Elle dit que son travail lui donne de l’espoir. «J’ai une occasion unique de réévaluer les anciens programmes, d’en créer de nouveaux, d’écouter les voix des ressources directes les plus vulnérables où elles sont vraiment nécessaires et de combler différents secteurs pour rassembler les meilleurs pour ceux qui en ont besoin. Je crois que travailler pour l’UNICEF m’a aidé à survivre – c’est toujours ma stratégie de survie. »
‘Nous devons devenir plus forts’
Mme Datchenko trouve également du réconfort en culture. «Je cherche l’inspiration et la motivation dans la beauté qui existe toujours en Ukraine. Nos musées sont ouverts, des concerts se produisent, la musique joue. Pour beaucoup, la culture est une stratégie de survie. »
Aujourd’hui, de nombreux Ukrainiens recherchent leurs propres stratégies de survie. «L’un des plus grands défis auxquels nous sommes confrontés dans notre travail est le bilan psychologique, non seulement pour nous soutenir, mais aussi nos collègues», explique Mme Kovalchuk. «Récemment, l’un des frères de notre collègue a disparu. Parfois, il est incroyablement difficile de trouver les bons paroles de réconfort, mais nous travaillons avec des gens – les femmes et les filles touchées par la guerre – qui ont besoin de notre soutien. »
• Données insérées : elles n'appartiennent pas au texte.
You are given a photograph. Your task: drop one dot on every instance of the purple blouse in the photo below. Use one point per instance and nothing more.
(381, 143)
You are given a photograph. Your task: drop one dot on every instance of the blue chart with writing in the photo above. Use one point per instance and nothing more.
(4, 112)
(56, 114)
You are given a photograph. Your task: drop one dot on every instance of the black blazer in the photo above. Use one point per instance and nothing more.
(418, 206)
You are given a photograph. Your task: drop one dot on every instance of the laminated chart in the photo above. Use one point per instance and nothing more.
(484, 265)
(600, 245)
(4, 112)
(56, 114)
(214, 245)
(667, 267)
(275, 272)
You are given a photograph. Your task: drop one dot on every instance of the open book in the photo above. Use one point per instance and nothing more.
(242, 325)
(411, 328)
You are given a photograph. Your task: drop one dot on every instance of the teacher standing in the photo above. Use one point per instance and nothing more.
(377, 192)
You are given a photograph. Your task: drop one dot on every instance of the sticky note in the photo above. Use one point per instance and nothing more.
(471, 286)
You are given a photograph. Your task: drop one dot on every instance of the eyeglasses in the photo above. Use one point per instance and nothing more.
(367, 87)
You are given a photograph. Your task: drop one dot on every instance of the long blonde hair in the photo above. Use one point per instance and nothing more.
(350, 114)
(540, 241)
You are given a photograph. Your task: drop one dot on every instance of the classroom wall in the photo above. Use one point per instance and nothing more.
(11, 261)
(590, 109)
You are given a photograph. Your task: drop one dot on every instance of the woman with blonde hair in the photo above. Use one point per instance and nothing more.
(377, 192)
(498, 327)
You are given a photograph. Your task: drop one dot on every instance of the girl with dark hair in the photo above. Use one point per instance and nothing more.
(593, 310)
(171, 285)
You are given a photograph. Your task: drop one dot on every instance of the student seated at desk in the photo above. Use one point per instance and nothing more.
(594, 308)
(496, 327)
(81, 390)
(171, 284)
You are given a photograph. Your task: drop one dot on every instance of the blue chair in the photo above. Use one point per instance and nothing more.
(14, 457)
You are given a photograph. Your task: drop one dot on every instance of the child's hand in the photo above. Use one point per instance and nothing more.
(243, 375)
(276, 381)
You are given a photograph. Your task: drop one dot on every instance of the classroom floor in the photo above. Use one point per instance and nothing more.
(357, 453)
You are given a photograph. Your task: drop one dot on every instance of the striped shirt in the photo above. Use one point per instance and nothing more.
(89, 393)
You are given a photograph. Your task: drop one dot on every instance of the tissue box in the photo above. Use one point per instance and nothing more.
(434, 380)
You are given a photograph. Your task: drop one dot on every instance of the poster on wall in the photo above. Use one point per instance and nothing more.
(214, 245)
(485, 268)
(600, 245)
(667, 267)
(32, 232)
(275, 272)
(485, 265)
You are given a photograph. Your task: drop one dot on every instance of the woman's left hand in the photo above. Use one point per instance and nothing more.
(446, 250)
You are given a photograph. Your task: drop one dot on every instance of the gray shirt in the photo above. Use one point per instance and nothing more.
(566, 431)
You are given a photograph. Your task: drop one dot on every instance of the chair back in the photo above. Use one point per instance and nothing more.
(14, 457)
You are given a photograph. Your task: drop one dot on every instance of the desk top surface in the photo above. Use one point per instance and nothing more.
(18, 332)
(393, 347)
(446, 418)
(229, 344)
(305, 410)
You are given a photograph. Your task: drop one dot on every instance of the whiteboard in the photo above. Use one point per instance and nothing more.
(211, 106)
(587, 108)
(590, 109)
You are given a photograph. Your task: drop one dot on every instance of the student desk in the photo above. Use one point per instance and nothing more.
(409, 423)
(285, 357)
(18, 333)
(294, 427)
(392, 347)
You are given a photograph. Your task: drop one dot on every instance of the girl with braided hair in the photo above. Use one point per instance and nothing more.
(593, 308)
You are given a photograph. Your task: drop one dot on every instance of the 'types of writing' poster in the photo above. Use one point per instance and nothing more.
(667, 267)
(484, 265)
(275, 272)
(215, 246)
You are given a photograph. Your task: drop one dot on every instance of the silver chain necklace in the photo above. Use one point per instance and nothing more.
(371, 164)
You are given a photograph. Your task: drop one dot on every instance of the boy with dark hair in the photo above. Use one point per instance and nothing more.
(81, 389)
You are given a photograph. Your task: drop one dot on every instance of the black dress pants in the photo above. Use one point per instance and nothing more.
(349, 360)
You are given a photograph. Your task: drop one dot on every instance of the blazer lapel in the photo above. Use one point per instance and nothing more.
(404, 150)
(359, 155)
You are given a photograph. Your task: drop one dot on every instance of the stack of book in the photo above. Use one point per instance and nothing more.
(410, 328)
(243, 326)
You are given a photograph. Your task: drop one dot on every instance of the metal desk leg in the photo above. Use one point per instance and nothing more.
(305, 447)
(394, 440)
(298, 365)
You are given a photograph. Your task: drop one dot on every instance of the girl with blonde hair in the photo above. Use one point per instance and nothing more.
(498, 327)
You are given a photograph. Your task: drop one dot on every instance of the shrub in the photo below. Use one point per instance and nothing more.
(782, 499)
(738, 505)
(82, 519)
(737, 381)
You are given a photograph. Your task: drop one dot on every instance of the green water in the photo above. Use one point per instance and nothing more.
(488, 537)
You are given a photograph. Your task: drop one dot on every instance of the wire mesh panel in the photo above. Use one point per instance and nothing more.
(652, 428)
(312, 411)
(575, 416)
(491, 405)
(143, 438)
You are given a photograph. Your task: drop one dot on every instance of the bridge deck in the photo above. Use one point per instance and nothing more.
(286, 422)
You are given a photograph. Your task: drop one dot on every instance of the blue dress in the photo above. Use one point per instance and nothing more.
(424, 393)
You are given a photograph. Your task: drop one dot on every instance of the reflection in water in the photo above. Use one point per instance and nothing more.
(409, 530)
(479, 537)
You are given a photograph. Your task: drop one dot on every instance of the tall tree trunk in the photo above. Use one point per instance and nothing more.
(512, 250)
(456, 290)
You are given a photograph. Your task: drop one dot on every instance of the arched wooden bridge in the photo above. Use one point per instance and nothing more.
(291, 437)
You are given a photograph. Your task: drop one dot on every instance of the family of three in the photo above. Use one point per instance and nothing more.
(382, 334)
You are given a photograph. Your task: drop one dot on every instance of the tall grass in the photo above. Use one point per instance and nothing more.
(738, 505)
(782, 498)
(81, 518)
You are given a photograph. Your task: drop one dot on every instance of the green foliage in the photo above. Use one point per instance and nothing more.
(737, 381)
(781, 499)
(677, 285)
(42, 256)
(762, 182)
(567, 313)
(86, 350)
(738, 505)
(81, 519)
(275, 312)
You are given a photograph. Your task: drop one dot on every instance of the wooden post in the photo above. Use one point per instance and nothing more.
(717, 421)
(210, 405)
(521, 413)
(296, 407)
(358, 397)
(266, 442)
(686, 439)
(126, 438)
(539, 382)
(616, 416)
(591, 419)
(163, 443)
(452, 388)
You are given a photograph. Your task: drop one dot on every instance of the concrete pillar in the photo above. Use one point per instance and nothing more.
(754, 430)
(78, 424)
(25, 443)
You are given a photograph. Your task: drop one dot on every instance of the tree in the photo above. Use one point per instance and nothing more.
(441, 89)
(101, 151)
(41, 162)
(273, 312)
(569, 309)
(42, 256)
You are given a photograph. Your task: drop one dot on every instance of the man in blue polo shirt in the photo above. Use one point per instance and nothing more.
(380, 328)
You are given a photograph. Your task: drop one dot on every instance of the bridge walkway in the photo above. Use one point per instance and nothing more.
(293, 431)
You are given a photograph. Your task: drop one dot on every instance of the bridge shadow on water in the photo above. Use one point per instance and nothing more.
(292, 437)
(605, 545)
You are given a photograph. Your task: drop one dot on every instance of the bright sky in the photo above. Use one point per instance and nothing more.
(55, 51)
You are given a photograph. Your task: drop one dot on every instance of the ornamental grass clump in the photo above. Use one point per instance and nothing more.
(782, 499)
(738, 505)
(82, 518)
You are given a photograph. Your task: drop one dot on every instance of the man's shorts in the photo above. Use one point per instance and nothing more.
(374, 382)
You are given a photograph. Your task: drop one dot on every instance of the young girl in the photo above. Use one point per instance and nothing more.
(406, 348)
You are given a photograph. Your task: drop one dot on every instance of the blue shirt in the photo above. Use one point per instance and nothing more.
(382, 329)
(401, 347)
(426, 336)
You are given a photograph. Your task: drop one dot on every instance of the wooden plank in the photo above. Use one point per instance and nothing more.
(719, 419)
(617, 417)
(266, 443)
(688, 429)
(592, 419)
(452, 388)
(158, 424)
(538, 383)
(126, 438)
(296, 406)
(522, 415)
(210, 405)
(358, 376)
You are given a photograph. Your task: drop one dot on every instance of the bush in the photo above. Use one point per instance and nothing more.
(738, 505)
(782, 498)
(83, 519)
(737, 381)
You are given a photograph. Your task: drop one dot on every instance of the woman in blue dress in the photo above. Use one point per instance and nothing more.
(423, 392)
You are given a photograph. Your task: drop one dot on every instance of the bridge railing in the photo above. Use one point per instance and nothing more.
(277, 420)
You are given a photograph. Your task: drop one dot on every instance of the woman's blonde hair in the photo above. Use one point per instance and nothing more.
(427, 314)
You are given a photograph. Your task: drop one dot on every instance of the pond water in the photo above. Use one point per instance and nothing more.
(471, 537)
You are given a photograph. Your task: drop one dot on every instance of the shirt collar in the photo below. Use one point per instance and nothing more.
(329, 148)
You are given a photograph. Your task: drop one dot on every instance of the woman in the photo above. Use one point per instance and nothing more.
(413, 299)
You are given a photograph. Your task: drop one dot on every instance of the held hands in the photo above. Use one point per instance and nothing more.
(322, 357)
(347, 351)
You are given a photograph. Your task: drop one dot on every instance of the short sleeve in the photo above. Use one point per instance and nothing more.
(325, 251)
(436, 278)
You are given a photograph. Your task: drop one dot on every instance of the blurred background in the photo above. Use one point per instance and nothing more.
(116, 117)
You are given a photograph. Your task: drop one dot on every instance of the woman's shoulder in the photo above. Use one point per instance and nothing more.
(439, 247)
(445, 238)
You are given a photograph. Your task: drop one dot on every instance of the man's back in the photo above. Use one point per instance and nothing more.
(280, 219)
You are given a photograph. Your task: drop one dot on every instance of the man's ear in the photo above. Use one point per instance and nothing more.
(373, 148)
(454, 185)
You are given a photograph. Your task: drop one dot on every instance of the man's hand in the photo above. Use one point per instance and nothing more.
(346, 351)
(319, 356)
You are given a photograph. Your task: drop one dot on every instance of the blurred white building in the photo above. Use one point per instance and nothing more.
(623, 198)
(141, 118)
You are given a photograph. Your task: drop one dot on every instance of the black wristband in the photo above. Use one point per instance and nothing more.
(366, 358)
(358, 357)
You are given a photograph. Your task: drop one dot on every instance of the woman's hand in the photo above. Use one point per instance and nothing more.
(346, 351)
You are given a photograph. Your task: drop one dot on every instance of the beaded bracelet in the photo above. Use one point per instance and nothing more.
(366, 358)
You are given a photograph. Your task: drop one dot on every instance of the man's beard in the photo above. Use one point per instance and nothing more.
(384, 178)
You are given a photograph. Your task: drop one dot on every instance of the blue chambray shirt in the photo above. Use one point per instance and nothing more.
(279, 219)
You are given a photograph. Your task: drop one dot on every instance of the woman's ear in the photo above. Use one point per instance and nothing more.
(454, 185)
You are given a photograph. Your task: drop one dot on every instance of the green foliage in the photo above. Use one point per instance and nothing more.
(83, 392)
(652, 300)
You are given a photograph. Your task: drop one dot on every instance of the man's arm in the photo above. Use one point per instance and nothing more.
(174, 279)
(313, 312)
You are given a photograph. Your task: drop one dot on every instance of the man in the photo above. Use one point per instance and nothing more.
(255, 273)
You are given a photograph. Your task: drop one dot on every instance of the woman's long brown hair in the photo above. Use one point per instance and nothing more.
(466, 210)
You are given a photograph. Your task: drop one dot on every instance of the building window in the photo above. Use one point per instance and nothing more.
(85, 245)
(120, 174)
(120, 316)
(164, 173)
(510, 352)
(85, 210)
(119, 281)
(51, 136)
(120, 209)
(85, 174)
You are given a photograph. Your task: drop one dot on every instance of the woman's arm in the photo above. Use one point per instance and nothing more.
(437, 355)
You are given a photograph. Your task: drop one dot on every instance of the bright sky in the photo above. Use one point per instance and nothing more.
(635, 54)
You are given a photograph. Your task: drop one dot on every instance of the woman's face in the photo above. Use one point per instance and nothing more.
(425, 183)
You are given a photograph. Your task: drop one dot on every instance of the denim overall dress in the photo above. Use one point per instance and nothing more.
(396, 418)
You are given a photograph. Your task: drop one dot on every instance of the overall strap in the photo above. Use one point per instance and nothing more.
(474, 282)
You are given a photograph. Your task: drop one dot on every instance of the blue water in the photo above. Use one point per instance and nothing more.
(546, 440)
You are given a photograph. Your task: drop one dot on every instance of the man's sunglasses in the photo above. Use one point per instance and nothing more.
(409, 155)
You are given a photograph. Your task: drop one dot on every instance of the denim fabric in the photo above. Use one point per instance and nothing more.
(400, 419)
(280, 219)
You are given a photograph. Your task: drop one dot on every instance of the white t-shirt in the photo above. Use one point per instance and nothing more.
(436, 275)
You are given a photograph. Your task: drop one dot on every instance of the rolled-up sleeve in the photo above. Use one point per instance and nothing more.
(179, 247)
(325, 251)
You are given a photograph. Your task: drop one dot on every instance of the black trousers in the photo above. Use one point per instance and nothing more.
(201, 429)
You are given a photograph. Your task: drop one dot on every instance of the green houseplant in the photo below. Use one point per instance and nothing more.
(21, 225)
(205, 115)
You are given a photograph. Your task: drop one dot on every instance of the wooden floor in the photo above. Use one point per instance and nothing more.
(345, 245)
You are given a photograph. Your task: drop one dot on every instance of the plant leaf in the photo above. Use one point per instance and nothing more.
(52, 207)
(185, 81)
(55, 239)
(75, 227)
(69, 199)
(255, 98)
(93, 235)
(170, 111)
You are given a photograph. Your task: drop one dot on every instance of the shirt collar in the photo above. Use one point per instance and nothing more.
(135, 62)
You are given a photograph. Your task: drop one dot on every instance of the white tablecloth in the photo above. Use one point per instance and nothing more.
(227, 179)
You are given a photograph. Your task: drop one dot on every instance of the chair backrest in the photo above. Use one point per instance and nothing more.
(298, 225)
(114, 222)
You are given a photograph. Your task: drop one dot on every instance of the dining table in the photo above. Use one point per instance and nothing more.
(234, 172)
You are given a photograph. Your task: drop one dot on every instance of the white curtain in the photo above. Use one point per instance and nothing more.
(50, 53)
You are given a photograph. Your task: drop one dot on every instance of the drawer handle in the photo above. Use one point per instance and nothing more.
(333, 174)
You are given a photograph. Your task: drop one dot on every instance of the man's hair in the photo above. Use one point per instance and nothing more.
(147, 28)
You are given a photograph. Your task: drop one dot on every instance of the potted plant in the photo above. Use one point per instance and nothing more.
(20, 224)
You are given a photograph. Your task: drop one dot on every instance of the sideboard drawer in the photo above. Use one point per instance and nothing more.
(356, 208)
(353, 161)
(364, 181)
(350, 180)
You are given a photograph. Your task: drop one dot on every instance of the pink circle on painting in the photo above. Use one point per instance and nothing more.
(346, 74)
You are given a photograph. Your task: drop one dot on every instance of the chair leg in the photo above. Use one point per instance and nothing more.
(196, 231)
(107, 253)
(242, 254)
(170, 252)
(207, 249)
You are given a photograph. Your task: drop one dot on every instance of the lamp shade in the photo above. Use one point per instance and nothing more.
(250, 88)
«Mais, d’un autre côté, lorsque vous faites face à une tragédie après l’autre, une crise après l’autre, vous commencez à vous sentir plus fort et plus expérimenté. Ce qui ne nous tue pas nous rend plus forts.
Puis, avec un sourire triste, elle ajoute que «peut-être que c’est vrai, mais je dis toujours que je souhaite que je n’aie pas l’expérience que j’ai maintenant. Mais je n’ai pas le choix. Cette expérience est à moi.